The College of Business recently welcomed Ndaba Mandela, the grandson of Nelson Mandela, rounding out a week of International events exposing students to cultural globalization. The younger Mandela spoke about his numerous accomplishments as an entrepreneur and organizational leader and addressed African stereotypes.

Mandela opened his speech by detailing a particular incident that sparked his desire to start his own outreach organization.

According to Mandela, while visiting Disney World, a gentleman asked him, “Where are you from?” Once the gentleman learned Mandela was from Africa, he asked him, “How big do the lions get there?” Once again, Mandela was jarred by the “TV effect” – many people living outside of Africa have a perception of Africa based solely on the things that they have seen on (American) TV. But not every place in Africa is a jungle or safari. Africa has skyscrapers, education centers, urbanized cities and beautiful landscapes that do not involve lions, tigers or bears.

While this encounter may have seemed like a minor irritation to many, Mandela and his cousin were inspired to launch Africa Rising. Since 2009, the organization not only addresses how to shed the stereotypes and shine a new light on Africa, but it does important outreach work by engaging youth throughout the poorest parts of Africa through education. The organization also builds resource centers that afford community members the opportunity to use technology and have access to different information.

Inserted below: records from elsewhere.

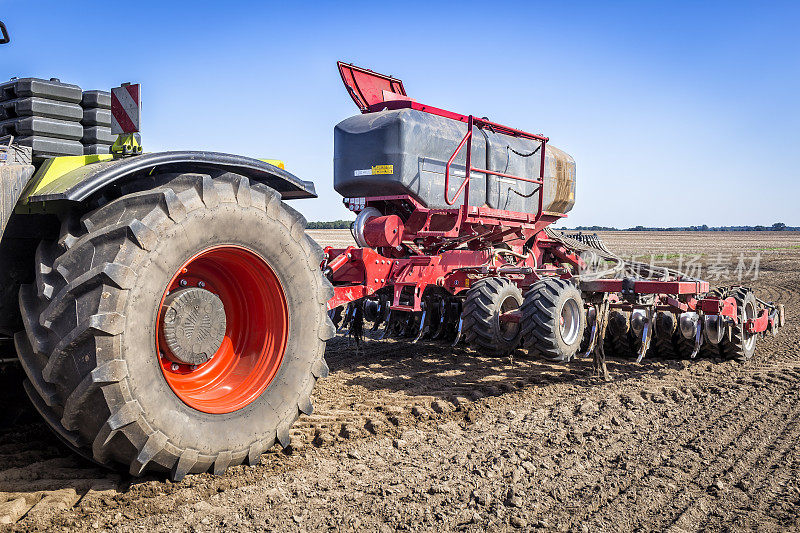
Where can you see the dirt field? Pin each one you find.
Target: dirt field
(425, 437)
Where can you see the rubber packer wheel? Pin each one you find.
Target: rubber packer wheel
(742, 345)
(483, 330)
(92, 320)
(553, 319)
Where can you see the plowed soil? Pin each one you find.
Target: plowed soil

While not running his flagship organization, Africa Rising, Mandela is heavily involved in another program called “The African Dream.” The purpose of this program is to bring together influential people to talk about, debate and clearly define what the African Dream is so that African can make informed choice about business, entrepreneurship and investment.

Mandela closed by encouraging students to define their own dreams. He implored everyone in attendance to use the platform given to them as educated African Americans to make a difference in the lives of others by becoming mentors for African children.